Promote effective neighborhoods.

There is value in having the right degree of coherence in a group, and this will depend on context. It can help find the right degree of similarity to foster in those coordinating.

Do not sow large failures when reaping small efficiencies.

Increasing connections (tearing down silos) can be beneficial to create efficiencies and transfers of strategies, but there is a downside. To use an analogy, a virus is more likely to spread in a tight network than in a sparse one. It is important to find the balance between interaction and separation.

Selection

Selection is the process by which a complex system evolves by choosing the frequency of various agents and strategies.

To know what to select, it is important to define success,

First, it is valuable to appreciate that performance measures are defined within the system.

These definitions of success are not always explicit. Many cues for what is successful and what isn’t are subtle. It is important to note these rewards (raises, promotion, praise, better assignments) all happen within the system.

Second, how success is defined affects the chances for effective learning.

When success is measurable only rarely, new measures with a faster tempo can speed learning, even if they do not perfectly reflect the longer-term goal.

Whenever outcomes are better or worse than expected, the experience can help to revise evaluation criteria so that, in the future, the attribution of credit will produce better outcomes

It is also important to note that causality is hard to know in a complex system. Behaviors correlated with success may get copied despite lacking a causal relationship.
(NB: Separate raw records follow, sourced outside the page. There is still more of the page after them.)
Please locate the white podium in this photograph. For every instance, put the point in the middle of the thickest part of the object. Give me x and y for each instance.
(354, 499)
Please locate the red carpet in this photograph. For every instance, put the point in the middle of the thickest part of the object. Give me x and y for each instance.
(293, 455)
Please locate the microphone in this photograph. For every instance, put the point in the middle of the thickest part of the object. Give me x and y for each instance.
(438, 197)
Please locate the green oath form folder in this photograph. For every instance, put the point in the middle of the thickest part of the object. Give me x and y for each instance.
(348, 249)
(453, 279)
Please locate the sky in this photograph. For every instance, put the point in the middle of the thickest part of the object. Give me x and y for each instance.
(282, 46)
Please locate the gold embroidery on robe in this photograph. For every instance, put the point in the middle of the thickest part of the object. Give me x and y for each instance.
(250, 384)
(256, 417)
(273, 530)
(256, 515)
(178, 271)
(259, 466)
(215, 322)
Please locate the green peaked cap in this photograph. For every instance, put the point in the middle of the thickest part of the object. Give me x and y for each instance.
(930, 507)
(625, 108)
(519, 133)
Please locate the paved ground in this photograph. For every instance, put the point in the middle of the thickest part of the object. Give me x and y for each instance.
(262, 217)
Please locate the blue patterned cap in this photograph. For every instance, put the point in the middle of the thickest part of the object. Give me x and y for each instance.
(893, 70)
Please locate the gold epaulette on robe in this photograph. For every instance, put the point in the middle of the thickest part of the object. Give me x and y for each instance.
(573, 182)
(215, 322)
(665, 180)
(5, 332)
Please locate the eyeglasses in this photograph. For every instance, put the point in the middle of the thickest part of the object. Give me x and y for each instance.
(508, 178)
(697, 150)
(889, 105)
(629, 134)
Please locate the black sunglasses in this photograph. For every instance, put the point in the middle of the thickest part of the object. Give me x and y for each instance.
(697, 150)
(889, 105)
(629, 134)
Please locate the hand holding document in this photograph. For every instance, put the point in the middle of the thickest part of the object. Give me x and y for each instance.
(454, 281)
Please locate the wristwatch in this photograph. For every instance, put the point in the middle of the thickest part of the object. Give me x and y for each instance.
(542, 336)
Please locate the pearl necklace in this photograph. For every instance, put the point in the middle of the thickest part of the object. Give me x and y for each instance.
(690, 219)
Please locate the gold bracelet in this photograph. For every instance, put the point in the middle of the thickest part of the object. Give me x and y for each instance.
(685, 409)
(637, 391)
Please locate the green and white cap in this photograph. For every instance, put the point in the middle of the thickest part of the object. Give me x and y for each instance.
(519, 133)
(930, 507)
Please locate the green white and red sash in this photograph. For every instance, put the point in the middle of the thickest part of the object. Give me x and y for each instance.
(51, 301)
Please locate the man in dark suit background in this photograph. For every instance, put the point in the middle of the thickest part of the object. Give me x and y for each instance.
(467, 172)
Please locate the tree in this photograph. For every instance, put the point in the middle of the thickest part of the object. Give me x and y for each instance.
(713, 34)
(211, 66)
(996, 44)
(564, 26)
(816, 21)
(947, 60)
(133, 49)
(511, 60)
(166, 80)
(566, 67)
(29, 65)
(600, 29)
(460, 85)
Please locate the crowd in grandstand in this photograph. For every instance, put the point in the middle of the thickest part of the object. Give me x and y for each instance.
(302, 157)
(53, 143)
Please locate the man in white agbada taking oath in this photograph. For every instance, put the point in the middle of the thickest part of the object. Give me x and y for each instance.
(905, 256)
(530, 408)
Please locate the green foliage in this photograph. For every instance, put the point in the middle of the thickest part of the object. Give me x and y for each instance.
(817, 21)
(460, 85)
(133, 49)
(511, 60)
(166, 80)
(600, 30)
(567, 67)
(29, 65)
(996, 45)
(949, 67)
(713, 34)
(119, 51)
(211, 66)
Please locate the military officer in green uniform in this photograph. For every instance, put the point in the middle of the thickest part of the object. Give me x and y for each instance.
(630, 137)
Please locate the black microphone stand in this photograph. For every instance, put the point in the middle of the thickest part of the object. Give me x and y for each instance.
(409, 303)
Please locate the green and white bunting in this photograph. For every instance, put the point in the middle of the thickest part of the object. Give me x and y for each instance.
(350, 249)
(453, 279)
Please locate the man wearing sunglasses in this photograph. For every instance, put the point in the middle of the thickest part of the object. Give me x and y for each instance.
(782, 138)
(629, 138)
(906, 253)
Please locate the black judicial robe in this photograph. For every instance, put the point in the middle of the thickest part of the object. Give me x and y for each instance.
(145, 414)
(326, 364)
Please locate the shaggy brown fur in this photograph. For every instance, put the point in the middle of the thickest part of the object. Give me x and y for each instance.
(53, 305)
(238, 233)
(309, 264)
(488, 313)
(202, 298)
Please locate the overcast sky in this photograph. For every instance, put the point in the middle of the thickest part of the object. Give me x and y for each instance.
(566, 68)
Often what will lead to success will be strategies, but those strategies are used by agents. Often the agent is rewarded and thus both the successful strategies and unrelated strategies are more likely to be copied. If you can reward just the specific strategy it is often more transferable, but there is the risk of loss of context.

Agent selection often works on longer time scales—faster is not always better—and preserves variation and context. Strategy selection isolates key patterns that can be more easily and rapidly copied.

There are three major risks to determining what caused the success within a complex system:

  • the mistake of crediting or blaming a part when a larger ensemble is responsible,
  • the mistake of attributing credit or blame to a particular ensemble of factors when in fact a different ensemble is responsible, and
  • the mistake of crediting a misconstrued strategy, where the action involved produced success, but the conditions in which the action should be taken have been misunderstood.

As a leader, there is a much higher risk that what you do will be copied:

First, a leader can sometimes set standards that provide incentives for others to copy. Second, a leader’s actions or performance measures are typically seen to be successful and hence worth emulating. Third, a leader may set an example that helps establish beneficial norms in a community.

To support appropriate selection there are two key actions you can take:

Use social activity to support the growth and spread of valued criteria.

and

Look for shorter-term, finer-grained measures of success that can usefully stand in for longer-run, broader goals.